Cependant, cette initiative américaine met une fois de plus en évidence le contraste saisissant avec l’inaction persistante de la justice haïtienne. Alors que des pays étrangers prennent des dispositions fermes contre certains individus accusés d’avoir fragilisé l’économie et alimenté la corruption, aucune enquête sérieuse ni poursuite judiciaire n’est menée localement. Ce laxisme institutionnel, devenu presque une norme, entretient un climat d’impunité qui ronge davantage la confiance des citoyens dans l’État de droit.
La justice haïtienne, en refusant d’assumer pleinement son rôle, envoie un signal dangereux en laissant des personnes qui ont commis des fautes graves sur le territoire sans conséquence. Une telle attitude affaiblit non seulement les institutions, mais elle encourage aussi la répétition des mêmes pratiques prédatrices et destructrices par d’autres acteurs économiques et politiques.

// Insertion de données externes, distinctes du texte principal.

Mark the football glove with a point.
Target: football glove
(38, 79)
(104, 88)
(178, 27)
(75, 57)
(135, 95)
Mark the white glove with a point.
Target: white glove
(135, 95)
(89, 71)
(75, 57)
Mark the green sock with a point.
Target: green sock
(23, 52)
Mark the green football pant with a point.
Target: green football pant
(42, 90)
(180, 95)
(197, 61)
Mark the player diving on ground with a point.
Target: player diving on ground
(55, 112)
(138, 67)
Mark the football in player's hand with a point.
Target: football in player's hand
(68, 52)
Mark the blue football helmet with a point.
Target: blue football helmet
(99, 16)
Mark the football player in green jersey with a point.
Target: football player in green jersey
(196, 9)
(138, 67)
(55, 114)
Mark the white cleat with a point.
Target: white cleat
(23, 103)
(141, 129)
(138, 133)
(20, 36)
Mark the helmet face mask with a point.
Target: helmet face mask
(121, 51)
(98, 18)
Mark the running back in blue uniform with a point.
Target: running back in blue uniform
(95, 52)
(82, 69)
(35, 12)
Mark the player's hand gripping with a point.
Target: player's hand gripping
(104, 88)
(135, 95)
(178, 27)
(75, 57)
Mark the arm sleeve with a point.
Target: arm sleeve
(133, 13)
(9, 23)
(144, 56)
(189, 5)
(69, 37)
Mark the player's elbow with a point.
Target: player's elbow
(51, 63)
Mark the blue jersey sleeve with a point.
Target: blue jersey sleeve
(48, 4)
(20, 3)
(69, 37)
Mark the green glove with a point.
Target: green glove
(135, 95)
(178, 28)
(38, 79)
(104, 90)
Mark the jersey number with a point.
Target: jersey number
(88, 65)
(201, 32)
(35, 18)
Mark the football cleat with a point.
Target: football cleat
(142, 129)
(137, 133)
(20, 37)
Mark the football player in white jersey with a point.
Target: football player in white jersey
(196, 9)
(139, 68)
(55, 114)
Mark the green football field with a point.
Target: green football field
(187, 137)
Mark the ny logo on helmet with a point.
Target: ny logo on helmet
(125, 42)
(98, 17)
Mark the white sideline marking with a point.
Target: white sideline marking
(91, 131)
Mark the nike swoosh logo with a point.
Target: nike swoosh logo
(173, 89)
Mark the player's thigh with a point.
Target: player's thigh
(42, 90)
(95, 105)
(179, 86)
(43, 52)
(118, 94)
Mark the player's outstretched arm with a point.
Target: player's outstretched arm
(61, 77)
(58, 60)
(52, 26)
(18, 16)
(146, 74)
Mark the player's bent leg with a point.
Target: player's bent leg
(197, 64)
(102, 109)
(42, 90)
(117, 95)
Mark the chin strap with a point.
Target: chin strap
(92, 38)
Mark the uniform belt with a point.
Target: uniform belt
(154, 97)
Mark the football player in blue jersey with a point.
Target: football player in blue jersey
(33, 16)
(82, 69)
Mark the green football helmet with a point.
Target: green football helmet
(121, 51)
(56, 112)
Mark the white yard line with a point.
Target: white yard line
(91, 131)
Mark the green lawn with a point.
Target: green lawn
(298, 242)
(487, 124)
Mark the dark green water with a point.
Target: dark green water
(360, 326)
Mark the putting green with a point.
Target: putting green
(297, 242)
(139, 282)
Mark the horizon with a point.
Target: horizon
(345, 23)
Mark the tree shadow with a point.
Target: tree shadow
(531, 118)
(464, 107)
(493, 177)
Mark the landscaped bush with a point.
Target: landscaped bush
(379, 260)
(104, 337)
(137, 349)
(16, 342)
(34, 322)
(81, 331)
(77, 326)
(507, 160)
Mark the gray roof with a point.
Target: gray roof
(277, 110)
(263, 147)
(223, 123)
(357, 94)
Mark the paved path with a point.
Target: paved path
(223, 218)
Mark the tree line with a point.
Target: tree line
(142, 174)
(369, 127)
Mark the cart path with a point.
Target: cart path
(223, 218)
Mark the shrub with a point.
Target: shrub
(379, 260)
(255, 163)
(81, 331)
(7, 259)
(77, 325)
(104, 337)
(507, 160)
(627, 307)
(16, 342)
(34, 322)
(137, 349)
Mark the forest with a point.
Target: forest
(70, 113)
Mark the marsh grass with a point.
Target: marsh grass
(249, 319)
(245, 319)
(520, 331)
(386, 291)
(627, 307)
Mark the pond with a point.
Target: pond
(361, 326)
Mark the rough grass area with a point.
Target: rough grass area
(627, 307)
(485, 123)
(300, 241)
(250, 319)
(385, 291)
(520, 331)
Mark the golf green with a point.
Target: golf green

La lutte contre l’impunité en Haïti ne pourra progresser que si la justice assume enfin ses responsabilités. Faute de quoi, c’est une fois encore la communauté internationale qui continuera d’imposer des sanctions, tandis que l’État haïtien se contentera d’observer en spectateur passif, au détriment du peuple et de notre souveraineté nationale.